2.8. Caspase-3 activity determination: Colorimetric assay

A simple colorimetric assay can measure the release of the chromogenic group from the synthetic substrate, most commonly p-nitroanilide (pNA) by activated caspases. Ac-DEVD-pNA is most frequently used, with the cleaved pNA being monitored colorimetrically through its absorbance at 405 to 410 nm. Although DEVD-based substrates are called caspase-3-specific, they are in fact cleaved by most caspases, with caspase-3 being the most efficient. In vitro titration experiments and/or use of specific inhibitors may be required to distinguish the activity of various caspases (Gong et al., 1999; vol. 322).

  1. Wash cells (1 × 106) with cold PBS and resuspend them in 50 μl of cold lysis HEPES (pH 7.5), 4 mM EDTA. Just before use, add the following protease inhibitors: aprotinin (10 μg/ml), leupeptin (10 μg/ml), pepstatin (10 μg/ml), and PMSF (1 mM), vortex, and keep on ice for 30 min.
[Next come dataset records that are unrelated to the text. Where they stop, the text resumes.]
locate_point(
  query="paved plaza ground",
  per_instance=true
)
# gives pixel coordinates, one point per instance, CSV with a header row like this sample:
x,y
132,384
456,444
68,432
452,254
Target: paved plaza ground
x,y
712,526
  2. Centrifuge the cell lysates at 12,000g for 10 min at 4 °C, collect the supernatant in fresh tubes, and assay the protein concentration for each sample. Keep on ice.

  3. To a 96-well plate add reaction buffer (100 mM HEPES [pH 7.5], 20% v/v glycerol, 5 mM dithiothreitol (DTT), 0.5 mM EDTA), caspase substrate (100 μM final concentration; Ac-DEVD-pNA, Calbiochem), 20 mM stock in DMSO, and 20 to 50 μg cell lysates for a final 200-μl reaction volume.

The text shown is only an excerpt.